Hold it right there. That assumes that every wikipedia divides its content into pages in the same way. Since content policy is made at the level of individual projects, this assumption is incorrect.
With over 3'000'000 links to check, it has to be corrected semi-automatically.
It doesn't have to be corrected at all, since you've not actually demonstrated that it is incorrect now.
"en:December" to "en:City", or "en:Alpine Ibex" to "en:Western culture"
Correct? really?
I think he's demonstrated that there exist problems, but not yet demonstrated that there exist many. So long as we support interlinking wikipedias of dramatically different size there will be some drift because the larger projects will make finer subdivisions.
Lukasz analysis depends on linking being communicative, but this can only be true when there is only one kind of link (x is the same subject no more, no less as y).
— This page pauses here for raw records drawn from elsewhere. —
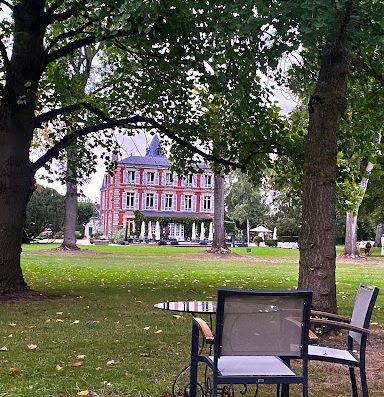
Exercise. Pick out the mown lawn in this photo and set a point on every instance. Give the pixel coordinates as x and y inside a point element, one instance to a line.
<point>102,333</point>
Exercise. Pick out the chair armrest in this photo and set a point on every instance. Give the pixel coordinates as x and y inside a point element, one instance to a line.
<point>330,316</point>
<point>204,329</point>
<point>339,325</point>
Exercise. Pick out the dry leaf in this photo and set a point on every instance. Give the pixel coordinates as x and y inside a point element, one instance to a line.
<point>16,372</point>
<point>77,364</point>
<point>32,346</point>
<point>112,362</point>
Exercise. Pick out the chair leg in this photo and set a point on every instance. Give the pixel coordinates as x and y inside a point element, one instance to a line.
<point>353,381</point>
<point>194,362</point>
<point>364,385</point>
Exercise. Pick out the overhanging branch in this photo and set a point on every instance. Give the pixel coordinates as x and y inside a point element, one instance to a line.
<point>361,63</point>
<point>129,122</point>
<point>48,116</point>
<point>3,52</point>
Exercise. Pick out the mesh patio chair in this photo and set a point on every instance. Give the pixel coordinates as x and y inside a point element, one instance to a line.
<point>257,334</point>
<point>357,326</point>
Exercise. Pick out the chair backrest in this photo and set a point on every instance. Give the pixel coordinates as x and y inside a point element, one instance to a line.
<point>363,308</point>
<point>262,323</point>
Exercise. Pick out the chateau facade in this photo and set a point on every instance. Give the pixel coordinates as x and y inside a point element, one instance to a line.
<point>146,184</point>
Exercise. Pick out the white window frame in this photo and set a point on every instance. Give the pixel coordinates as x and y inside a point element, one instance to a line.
<point>149,197</point>
<point>130,195</point>
<point>208,177</point>
<point>207,200</point>
<point>129,177</point>
<point>168,202</point>
<point>149,180</point>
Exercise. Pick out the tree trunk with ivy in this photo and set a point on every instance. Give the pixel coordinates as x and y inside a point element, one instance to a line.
<point>318,231</point>
<point>219,243</point>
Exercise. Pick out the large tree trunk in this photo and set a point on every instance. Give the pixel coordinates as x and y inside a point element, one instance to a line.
<point>350,247</point>
<point>219,243</point>
<point>379,233</point>
<point>318,231</point>
<point>70,220</point>
<point>17,113</point>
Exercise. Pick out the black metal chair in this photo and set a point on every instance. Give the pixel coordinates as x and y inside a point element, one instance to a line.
<point>357,338</point>
<point>257,334</point>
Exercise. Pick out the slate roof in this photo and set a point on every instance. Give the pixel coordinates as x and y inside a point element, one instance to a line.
<point>172,214</point>
<point>154,157</point>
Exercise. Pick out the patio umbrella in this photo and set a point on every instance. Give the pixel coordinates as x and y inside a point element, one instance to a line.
<point>210,234</point>
<point>274,237</point>
<point>193,231</point>
<point>142,231</point>
<point>157,231</point>
<point>260,229</point>
<point>202,231</point>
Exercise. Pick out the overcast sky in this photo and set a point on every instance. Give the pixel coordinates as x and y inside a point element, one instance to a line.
<point>137,144</point>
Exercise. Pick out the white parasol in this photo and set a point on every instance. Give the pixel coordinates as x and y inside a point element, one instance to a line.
<point>210,234</point>
<point>157,231</point>
<point>202,232</point>
<point>142,231</point>
<point>274,237</point>
<point>193,231</point>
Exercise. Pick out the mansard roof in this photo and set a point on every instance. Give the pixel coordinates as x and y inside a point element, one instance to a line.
<point>154,156</point>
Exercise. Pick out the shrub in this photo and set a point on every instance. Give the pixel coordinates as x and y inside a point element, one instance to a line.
<point>118,237</point>
<point>288,239</point>
<point>257,239</point>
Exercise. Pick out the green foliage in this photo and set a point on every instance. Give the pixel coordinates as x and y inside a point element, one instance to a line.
<point>111,292</point>
<point>44,210</point>
<point>243,201</point>
<point>85,211</point>
<point>118,237</point>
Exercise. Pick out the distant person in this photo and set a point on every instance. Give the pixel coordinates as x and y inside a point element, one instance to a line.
<point>367,248</point>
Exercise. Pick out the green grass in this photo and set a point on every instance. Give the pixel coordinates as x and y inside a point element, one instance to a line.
<point>105,312</point>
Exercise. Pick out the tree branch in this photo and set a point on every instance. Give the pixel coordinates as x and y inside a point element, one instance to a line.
<point>3,52</point>
<point>67,35</point>
<point>6,3</point>
<point>361,63</point>
<point>45,117</point>
<point>138,122</point>
<point>70,47</point>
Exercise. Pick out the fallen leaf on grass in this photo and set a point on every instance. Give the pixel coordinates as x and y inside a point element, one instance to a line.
<point>77,364</point>
<point>112,362</point>
<point>16,372</point>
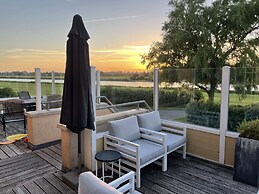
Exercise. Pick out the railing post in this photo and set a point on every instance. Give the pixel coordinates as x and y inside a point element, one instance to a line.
<point>38,88</point>
<point>89,135</point>
<point>98,85</point>
<point>224,111</point>
<point>53,82</point>
<point>156,89</point>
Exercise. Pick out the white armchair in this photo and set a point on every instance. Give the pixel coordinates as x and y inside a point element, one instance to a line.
<point>90,184</point>
<point>176,134</point>
<point>138,149</point>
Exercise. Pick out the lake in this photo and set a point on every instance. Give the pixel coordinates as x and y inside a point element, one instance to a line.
<point>103,83</point>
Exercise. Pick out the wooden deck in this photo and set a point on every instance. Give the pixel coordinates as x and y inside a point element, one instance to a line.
<point>25,172</point>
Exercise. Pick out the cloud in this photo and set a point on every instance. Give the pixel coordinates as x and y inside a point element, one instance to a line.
<point>35,52</point>
<point>127,53</point>
<point>116,18</point>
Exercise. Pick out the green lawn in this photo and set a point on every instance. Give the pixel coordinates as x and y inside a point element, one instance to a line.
<point>234,99</point>
<point>46,88</point>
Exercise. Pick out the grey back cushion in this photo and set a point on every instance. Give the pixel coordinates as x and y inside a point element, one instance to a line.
<point>126,129</point>
<point>150,121</point>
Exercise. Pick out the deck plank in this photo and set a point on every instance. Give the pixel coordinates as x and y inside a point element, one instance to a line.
<point>55,149</point>
<point>21,190</point>
<point>8,151</point>
<point>15,149</point>
<point>52,154</point>
<point>2,154</point>
<point>49,159</point>
<point>46,186</point>
<point>57,183</point>
<point>33,188</point>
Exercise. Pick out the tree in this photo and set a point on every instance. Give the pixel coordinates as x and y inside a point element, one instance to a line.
<point>207,37</point>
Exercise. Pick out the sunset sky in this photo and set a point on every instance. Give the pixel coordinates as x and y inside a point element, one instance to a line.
<point>33,33</point>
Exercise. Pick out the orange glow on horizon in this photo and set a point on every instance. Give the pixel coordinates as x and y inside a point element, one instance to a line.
<point>126,59</point>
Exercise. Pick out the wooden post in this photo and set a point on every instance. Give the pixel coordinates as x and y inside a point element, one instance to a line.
<point>98,85</point>
<point>224,112</point>
<point>38,88</point>
<point>53,82</point>
<point>156,89</point>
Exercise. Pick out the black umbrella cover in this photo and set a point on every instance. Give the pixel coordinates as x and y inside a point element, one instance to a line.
<point>77,106</point>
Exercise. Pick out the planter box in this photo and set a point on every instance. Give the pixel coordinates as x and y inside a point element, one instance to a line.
<point>246,166</point>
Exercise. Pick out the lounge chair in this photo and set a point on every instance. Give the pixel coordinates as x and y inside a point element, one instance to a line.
<point>24,95</point>
<point>137,148</point>
<point>13,111</point>
<point>176,134</point>
<point>90,184</point>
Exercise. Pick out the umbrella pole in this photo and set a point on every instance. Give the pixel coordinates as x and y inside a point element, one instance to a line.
<point>79,153</point>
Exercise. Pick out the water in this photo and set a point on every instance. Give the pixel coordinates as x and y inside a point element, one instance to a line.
<point>103,83</point>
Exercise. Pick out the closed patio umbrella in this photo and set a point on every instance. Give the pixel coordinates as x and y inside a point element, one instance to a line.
<point>77,106</point>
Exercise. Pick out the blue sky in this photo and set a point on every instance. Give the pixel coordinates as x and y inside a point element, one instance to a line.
<point>33,32</point>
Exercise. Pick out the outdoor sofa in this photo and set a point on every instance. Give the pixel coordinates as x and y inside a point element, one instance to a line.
<point>176,134</point>
<point>137,147</point>
<point>90,184</point>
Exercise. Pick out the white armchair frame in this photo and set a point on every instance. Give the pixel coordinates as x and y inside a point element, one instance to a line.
<point>170,126</point>
<point>131,157</point>
<point>89,183</point>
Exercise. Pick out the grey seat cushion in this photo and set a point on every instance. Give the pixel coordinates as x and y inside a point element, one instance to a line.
<point>150,121</point>
<point>147,150</point>
<point>173,140</point>
<point>126,129</point>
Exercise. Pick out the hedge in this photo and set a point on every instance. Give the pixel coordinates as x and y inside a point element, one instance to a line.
<point>208,114</point>
<point>167,97</point>
<point>7,92</point>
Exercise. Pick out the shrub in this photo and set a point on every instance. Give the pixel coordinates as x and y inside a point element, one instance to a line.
<point>208,114</point>
<point>249,129</point>
<point>203,113</point>
<point>7,92</point>
<point>167,97</point>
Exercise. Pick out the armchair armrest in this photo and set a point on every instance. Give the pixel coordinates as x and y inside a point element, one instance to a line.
<point>173,127</point>
<point>130,151</point>
<point>154,136</point>
<point>130,186</point>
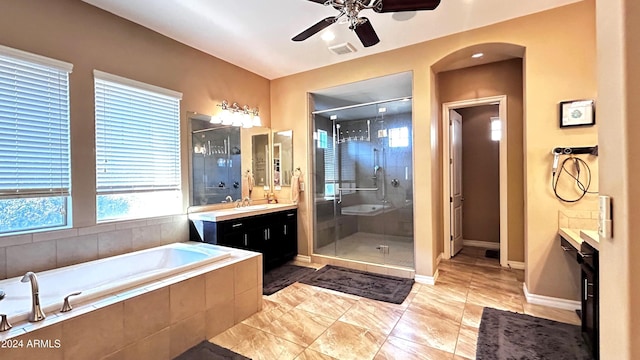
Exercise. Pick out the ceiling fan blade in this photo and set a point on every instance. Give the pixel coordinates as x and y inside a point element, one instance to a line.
<point>406,5</point>
<point>319,26</point>
<point>366,33</point>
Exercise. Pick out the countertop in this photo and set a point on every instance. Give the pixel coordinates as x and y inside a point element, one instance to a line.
<point>237,213</point>
<point>576,236</point>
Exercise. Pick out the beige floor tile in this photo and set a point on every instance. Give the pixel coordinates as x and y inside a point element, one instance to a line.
<point>467,341</point>
<point>234,336</point>
<point>428,330</point>
<point>327,304</point>
<point>436,306</point>
<point>396,348</point>
<point>300,327</point>
<point>271,311</point>
<point>293,295</point>
<point>346,342</point>
<point>264,346</point>
<point>472,315</point>
<point>565,316</point>
<point>373,315</point>
<point>313,355</point>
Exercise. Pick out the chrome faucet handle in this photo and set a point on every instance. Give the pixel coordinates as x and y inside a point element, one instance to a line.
<point>4,323</point>
<point>66,306</point>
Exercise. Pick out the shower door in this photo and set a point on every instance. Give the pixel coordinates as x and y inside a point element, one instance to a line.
<point>363,184</point>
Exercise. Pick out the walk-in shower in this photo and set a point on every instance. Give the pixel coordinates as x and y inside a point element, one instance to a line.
<point>363,182</point>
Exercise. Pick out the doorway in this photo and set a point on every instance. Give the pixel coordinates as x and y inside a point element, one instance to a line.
<point>453,178</point>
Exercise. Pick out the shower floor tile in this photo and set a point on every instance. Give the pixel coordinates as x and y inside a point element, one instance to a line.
<point>361,246</point>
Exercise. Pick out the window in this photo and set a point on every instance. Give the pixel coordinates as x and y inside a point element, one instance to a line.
<point>35,186</point>
<point>399,137</point>
<point>137,149</point>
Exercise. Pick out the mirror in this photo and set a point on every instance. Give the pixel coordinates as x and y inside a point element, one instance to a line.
<point>282,158</point>
<point>221,156</point>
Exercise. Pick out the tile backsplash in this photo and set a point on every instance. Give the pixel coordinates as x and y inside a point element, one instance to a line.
<point>53,249</point>
<point>578,219</point>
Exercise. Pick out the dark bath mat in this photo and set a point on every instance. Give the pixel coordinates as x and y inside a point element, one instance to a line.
<point>509,335</point>
<point>281,277</point>
<point>209,351</point>
<point>492,254</point>
<point>373,286</point>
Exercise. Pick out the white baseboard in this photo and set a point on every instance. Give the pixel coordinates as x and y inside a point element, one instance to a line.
<point>516,265</point>
<point>427,280</point>
<point>482,244</point>
<point>303,258</point>
<point>550,301</point>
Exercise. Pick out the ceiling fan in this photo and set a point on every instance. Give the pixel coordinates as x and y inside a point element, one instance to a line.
<point>350,9</point>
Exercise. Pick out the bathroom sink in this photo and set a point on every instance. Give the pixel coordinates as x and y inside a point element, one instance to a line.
<point>251,208</point>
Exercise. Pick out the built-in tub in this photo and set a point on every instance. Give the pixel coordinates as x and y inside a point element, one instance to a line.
<point>101,277</point>
<point>366,209</point>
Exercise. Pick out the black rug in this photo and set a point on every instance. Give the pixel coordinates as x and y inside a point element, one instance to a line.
<point>208,351</point>
<point>373,286</point>
<point>281,277</point>
<point>509,335</point>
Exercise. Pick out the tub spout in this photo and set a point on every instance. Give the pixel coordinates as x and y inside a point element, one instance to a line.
<point>36,311</point>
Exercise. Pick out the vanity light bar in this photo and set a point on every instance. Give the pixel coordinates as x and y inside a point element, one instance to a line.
<point>237,116</point>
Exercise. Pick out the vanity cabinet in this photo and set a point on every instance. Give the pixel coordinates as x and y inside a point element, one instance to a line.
<point>273,234</point>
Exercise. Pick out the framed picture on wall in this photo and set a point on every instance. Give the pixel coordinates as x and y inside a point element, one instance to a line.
<point>577,113</point>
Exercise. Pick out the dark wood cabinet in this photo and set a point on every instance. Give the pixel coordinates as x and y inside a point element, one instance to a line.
<point>275,235</point>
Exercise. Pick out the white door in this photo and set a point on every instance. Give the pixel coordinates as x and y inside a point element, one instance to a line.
<point>455,188</point>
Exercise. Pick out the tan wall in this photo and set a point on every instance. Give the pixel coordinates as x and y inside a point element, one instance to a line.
<point>480,175</point>
<point>500,78</point>
<point>554,71</point>
<point>90,38</point>
<point>618,23</point>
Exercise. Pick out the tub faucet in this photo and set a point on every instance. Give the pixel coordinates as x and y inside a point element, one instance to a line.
<point>36,311</point>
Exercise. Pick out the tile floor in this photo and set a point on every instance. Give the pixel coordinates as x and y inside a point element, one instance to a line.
<point>361,246</point>
<point>434,322</point>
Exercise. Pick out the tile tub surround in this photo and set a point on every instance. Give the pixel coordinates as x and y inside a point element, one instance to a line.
<point>158,320</point>
<point>48,250</point>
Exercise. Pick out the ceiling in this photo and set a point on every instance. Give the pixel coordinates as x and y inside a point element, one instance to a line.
<point>256,34</point>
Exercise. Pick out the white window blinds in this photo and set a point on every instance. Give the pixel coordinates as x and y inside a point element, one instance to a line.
<point>34,125</point>
<point>137,136</point>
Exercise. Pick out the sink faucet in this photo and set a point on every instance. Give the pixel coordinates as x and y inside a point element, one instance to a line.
<point>246,200</point>
<point>36,312</point>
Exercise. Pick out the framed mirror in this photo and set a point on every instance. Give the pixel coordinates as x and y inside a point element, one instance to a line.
<point>221,162</point>
<point>282,158</point>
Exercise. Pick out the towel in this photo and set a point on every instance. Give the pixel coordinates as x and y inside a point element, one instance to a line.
<point>295,188</point>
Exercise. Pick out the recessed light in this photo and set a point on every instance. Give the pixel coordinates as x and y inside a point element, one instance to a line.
<point>328,36</point>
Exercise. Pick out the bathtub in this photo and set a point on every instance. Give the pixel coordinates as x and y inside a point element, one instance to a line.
<point>365,209</point>
<point>102,277</point>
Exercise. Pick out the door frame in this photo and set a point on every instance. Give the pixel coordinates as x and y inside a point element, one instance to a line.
<point>501,101</point>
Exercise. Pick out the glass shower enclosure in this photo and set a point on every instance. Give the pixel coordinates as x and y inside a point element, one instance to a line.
<point>364,183</point>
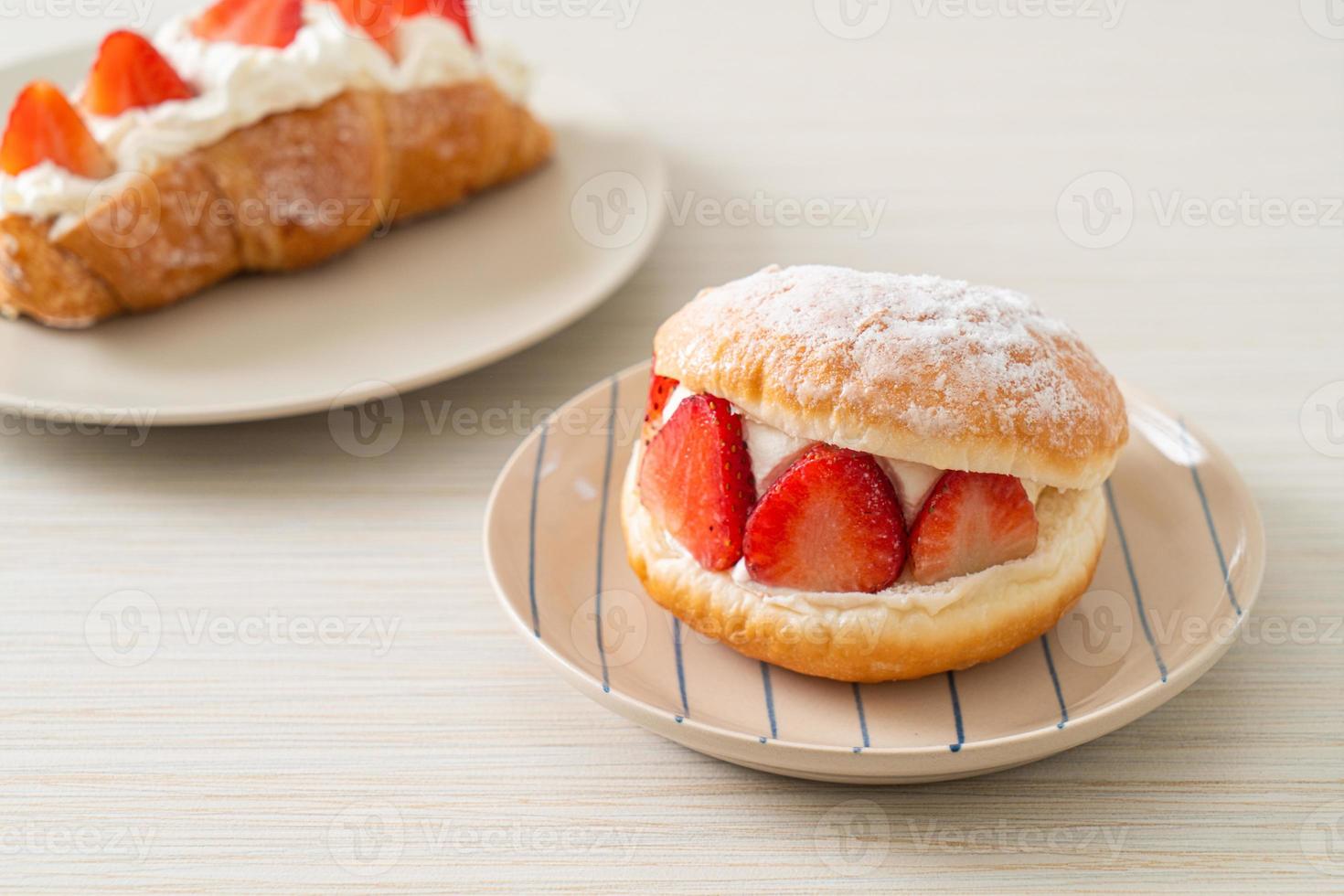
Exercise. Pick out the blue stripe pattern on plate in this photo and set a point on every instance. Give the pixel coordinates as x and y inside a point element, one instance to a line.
<point>863,720</point>
<point>1209,518</point>
<point>1133,581</point>
<point>601,529</point>
<point>680,667</point>
<point>531,527</point>
<point>955,713</point>
<point>1054,678</point>
<point>769,701</point>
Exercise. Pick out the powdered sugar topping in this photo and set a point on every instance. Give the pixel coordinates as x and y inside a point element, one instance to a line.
<point>976,343</point>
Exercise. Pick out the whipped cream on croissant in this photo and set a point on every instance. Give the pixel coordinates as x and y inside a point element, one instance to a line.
<point>240,85</point>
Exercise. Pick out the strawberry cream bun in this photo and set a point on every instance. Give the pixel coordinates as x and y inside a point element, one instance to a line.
<point>869,475</point>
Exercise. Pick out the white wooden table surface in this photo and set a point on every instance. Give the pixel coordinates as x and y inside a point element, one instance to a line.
<point>437,752</point>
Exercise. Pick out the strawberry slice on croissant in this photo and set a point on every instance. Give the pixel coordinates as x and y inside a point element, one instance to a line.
<point>291,189</point>
<point>131,74</point>
<point>43,126</point>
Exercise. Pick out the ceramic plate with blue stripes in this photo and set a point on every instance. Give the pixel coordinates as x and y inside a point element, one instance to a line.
<point>1179,572</point>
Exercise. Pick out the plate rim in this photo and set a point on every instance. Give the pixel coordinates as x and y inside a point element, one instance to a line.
<point>930,761</point>
<point>634,257</point>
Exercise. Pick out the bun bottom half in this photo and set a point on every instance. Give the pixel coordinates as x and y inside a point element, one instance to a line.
<point>906,632</point>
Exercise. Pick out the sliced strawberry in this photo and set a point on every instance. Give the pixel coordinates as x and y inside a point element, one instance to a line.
<point>451,10</point>
<point>971,523</point>
<point>829,523</point>
<point>660,389</point>
<point>256,23</point>
<point>697,480</point>
<point>377,19</point>
<point>128,74</point>
<point>43,126</point>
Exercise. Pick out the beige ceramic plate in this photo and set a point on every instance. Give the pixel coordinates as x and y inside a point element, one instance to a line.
<point>425,303</point>
<point>1180,570</point>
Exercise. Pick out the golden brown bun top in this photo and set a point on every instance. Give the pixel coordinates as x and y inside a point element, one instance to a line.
<point>920,368</point>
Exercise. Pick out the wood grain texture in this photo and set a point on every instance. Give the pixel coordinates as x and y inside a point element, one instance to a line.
<point>456,758</point>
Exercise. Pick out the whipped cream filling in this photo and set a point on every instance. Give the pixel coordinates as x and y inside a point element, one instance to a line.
<point>238,86</point>
<point>773,452</point>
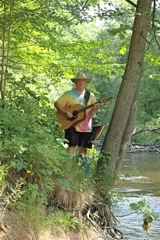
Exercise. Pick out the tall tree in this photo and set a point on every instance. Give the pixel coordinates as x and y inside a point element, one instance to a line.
<point>122,122</point>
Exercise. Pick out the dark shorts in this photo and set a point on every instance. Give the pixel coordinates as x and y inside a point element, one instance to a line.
<point>80,139</point>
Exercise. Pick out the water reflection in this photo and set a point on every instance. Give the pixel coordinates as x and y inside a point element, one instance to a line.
<point>139,180</point>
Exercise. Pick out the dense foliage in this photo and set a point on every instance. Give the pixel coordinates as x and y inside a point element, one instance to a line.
<point>43,44</point>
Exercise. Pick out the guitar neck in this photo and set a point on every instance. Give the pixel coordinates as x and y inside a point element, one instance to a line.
<point>87,107</point>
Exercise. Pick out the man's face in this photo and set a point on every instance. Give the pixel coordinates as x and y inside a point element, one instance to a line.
<point>81,83</point>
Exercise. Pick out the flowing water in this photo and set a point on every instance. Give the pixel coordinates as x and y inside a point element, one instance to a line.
<point>139,180</point>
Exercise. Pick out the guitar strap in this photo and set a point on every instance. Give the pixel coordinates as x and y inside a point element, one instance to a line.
<point>86,96</point>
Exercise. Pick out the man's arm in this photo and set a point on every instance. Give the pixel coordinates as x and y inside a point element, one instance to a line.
<point>62,110</point>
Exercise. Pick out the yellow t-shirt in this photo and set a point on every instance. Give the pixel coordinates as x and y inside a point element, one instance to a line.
<point>71,98</point>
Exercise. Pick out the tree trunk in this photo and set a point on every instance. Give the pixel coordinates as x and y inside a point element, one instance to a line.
<point>122,123</point>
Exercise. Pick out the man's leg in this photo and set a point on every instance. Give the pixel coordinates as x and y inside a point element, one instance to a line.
<point>71,150</point>
<point>82,151</point>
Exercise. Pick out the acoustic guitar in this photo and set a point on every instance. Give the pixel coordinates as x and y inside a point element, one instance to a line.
<point>78,112</point>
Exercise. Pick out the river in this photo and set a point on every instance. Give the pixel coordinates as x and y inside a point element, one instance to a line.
<point>139,179</point>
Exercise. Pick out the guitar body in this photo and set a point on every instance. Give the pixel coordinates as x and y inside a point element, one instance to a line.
<point>66,123</point>
<point>78,112</point>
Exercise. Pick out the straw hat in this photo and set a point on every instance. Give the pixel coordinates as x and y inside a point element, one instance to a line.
<point>81,75</point>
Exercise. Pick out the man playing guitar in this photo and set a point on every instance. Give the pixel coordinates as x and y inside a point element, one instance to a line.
<point>79,131</point>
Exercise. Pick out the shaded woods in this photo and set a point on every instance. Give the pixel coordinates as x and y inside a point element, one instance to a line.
<point>45,192</point>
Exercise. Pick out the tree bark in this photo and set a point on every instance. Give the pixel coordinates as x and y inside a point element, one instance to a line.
<point>122,122</point>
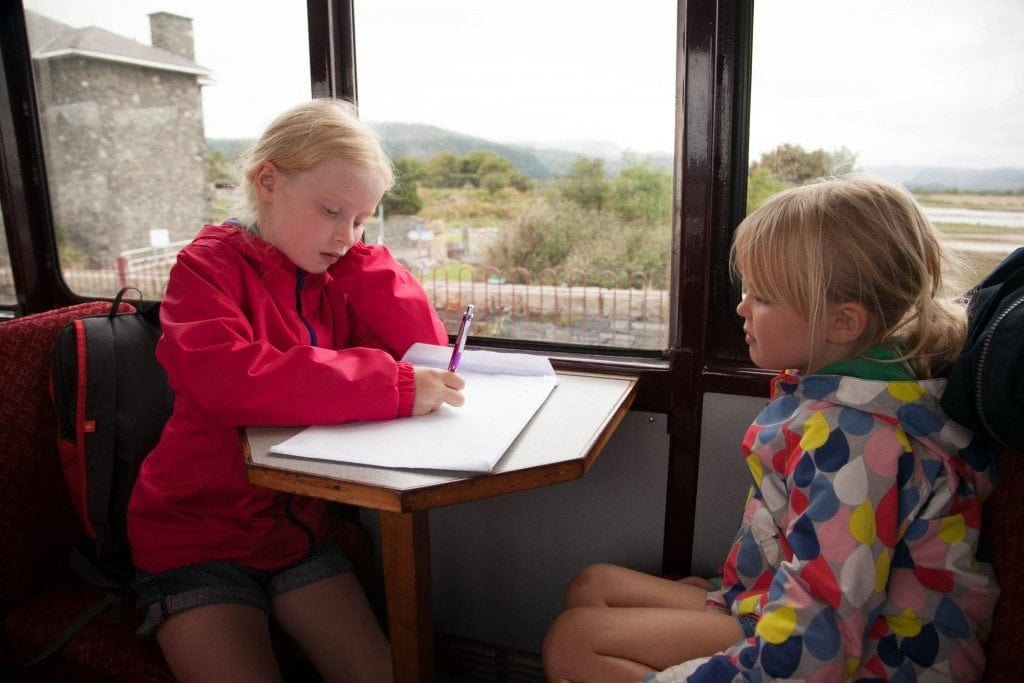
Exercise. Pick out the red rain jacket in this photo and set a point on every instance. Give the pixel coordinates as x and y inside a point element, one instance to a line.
<point>249,339</point>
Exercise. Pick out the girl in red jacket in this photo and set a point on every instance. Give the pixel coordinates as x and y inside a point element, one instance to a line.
<point>282,316</point>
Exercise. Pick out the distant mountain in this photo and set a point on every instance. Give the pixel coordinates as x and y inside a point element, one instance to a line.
<point>944,178</point>
<point>422,141</point>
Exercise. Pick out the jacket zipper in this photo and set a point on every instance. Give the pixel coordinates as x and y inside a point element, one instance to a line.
<point>982,357</point>
<point>300,279</point>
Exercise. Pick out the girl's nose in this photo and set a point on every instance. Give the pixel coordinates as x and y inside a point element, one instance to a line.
<point>346,235</point>
<point>740,306</point>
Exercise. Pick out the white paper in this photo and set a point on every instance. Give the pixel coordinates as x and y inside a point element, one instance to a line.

If we limited ourselves to that it would preclude the "x is covered by broader article y" link which is absolutely necessary if we want to produce useful interwiki links from bigger projects to smaller ones.
(And I'd argue that the interwiki links from big projects such as en,es,fr,de to smaller projects like hi are important to getting native speakers of these smaller projects to discover the existence of those projects on the predominantly English speaking internet)
It would be interesting to re-run the analysis including only linkages which among the largest few Wikipedia and resolve those first: Those really should be much closer to the ideal "x==y" behavior.